Voir la fiche complète du film : Audrey Rose (Robert Wise - 1977)

Audrey Rose

Audrey Rose est un film en dents de scie qui mérite le coup d’œil pour sa proposition originale et pour ses scènes de tension réussies, mais qui risquera de laisser certains spectateurs sur le carreau en raison de sa seconde partie qui a tendance à piétiner.
Publié le 4 Décembre 2023 par GeoffreyVoir la fiche de Audrey Rose
7

On a tendance à l’oublier, mais Anthony Hopkins a eu une carrière avant le Silence des Agneaux, et pas des moindres puisqu’il a tout de même tourné avec des pointures comme David Lynch (Elephant Man), Richard Attenborough (Magic) ou encore l’homme derrière le film qui nous occupe aujourd’hui, le grand Robert Wise.

Pour ceux qui ne le connaîtraient pas, Robert Wise c’est le réalisateur à la manœuvre sur des films comme West Side Story, Star Trek, La Maison du Diable, Le Jour où la Terre s'arrêtaLe Mystère Andromède et La Mélodie du Bonheur. Bref, que des œuvres mineures dont vous n’avez jamais entendu parler.

En 1977, il nous revient avec cette Audrey Rose tout à fait intrigante, basée sur un script de Frank De Felitta adapté de son propre roman, et que l’auteur dit inspiré de faits réels.

Janice et Bill Templeton forment avec leur fille Ivy une famille heureuse et sans histoire... jusqu’au jour où un mystérieux étranger se met à les suivre partout où ils vont.

L’inconnu finit par leur proposer un rendez-vous et par leur révéler qu’Ivy serait la réincarnation de sa propre fille, morte onze ans plus tôt...

Mal aimé au sein de la riche filmographie de son réalisateur, Audrey Rose ne l’est pas sans raison. En effet, l’effort de Wise, et c’est bien dommage au vu de son sujet peu exploité par le 7ème art, n’est pas ce que l’on pourrait appeler une réussite totale, malgré d’indéniables sur lesquelles nous reviendront. Et si le film loupe le coche, c'est principalement en raison de sa structure narrative qui se divise en deux parties distinctes, de qualité inégale.

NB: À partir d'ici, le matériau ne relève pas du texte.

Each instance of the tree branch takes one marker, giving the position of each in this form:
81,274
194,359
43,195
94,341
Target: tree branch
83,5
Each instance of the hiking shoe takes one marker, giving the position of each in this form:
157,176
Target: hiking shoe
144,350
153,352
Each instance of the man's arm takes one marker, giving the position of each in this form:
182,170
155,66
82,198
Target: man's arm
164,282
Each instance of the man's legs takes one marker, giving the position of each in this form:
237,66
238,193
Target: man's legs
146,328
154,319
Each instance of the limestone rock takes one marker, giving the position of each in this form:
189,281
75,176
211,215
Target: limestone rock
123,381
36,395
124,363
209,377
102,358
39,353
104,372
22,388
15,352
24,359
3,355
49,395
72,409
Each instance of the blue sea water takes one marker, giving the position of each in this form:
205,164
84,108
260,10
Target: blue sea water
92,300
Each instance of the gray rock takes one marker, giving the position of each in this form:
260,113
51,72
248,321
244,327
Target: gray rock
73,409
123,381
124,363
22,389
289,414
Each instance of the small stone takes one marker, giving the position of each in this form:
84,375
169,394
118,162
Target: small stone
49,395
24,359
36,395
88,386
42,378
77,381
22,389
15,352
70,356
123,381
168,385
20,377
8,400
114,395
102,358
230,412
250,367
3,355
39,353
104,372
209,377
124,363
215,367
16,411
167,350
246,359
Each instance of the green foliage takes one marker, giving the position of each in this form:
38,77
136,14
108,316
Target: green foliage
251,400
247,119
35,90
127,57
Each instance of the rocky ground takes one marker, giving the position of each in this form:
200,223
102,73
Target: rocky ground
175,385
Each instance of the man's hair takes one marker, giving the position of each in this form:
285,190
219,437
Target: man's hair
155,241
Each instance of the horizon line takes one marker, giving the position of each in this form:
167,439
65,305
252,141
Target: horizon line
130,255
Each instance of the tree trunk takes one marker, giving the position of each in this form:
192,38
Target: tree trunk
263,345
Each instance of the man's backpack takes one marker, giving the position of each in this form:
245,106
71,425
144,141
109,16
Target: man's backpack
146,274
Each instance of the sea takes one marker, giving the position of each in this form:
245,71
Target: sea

Son travail parle pour lui : Wise est un touche-à-tout de génie puisqu’il passe aussi bien de la science-fiction à l’épouvante qu’à la comédie musicale. La solidité de sa mise en scène est indéniable et cela se vérifie encore une fois puisque Audrey Rose peut compter sur plusieurs séquences bien troussées qui n’ont pas manqué de me mettre mal à l’aise, alors que l’on ne remarque aucun effet outrancier et que nous ne sommes pas dans un film de possession démoniaque comme on pourrait le croire.

Déplorons néanmoins une caméra un peu trop rigide et « plan-plan » par moments, surtout lors des séquences de dialogues, ce qui peut nuire à un rythme général plutôt lent.

Heureusement, le réalisateur peut compter sur un casting de choix avec un Anthony Hopkins parfait dans le rôle du père éprouvé par le deuil de son enfant, mais ce serait oublier les partitions impeccables de Marsha Mason qui incarne la mère de la jeune Ivy Templeton, et de Susan Swift qui  donne vie à cette dernière, incarnant avec aisance la double de personnalité d’Ivy Templeton/Audrey Rose. L’actrice qui n’avait que 13 ans au moment du tournage se montre impressionnante de justesse et demeure crédible tout du long, dans un rôle pourtant ardu.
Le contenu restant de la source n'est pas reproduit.